Highly sensitive and broadband photodetectors based on WSe2/MoS2 heterostructures with van der Waals contact electrodes

A nanoscale photodetector is a crucial part of intelligent imaging and wireless communication devices. Building van der Waals (vdWs) heterostructures based on two-dimensional transition metal dichalcogenides is thought to be a smart approach for achieving nanoscale photodetectors. However, the pinning effect induced by surface states, defects, and metal-induced gap states during the fabrication process of vdWs heterostructures and contacting electrodes leads to a large Schottky barrier and consequently limits the photoresponse of vdWs heterostructures. In this study, a photodetector based on the WSe2/MoS2 heterostructure with graphene (Gr)/indium tin oxide (ITO) hybrid electrodes has been fabricated. The vdWs contacts established between the exfoliated graphene layers and WSe2/MoS2 heterostructure are able to get rid of lattice damages caused by atom bombardment during the deposition of metal electrodes.
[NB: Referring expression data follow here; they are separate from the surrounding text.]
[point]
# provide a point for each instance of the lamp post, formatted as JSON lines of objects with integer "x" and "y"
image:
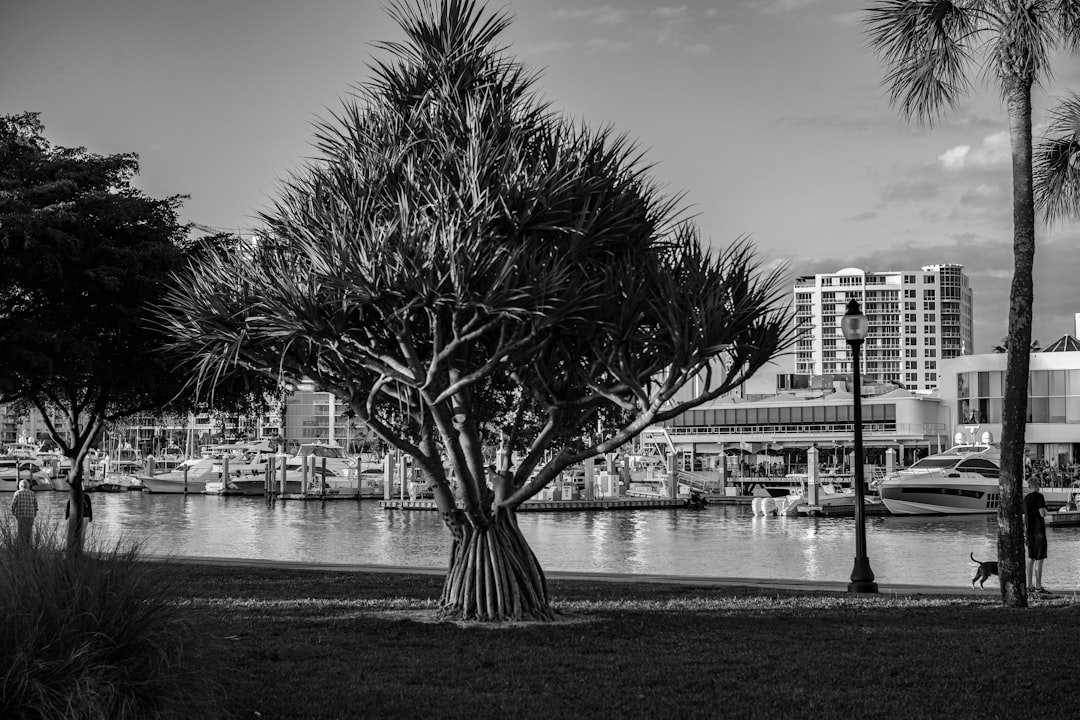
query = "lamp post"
{"x": 854, "y": 327}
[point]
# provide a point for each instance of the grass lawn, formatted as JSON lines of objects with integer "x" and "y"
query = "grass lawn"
{"x": 296, "y": 643}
In addition, the reduced Schottky barrier at graphene/heterostructure interfaces facilitates the transport of carriers. Experimental results show that the photodetector based on WSe2/MoS2 heterostructures with Gr/ITO hybrid electrodes exhibits a high responsivity of up to 1236.5A W-1, a detectivity of up to 1.23 x 10(13) Jones, and a fast response of 270/130 mu s to light from the ultraviolet to near-infrared range.

Automated summary

A nanoscale photodetector based on WSe2/MoS2 heterostructure with graphene/indium tin oxide (ITO) hybrid electrodes has been fabricated. The use of vdWs contacts and reduced Schottky barrier improves the responsivity, detectivity, and response speed of the photodetector.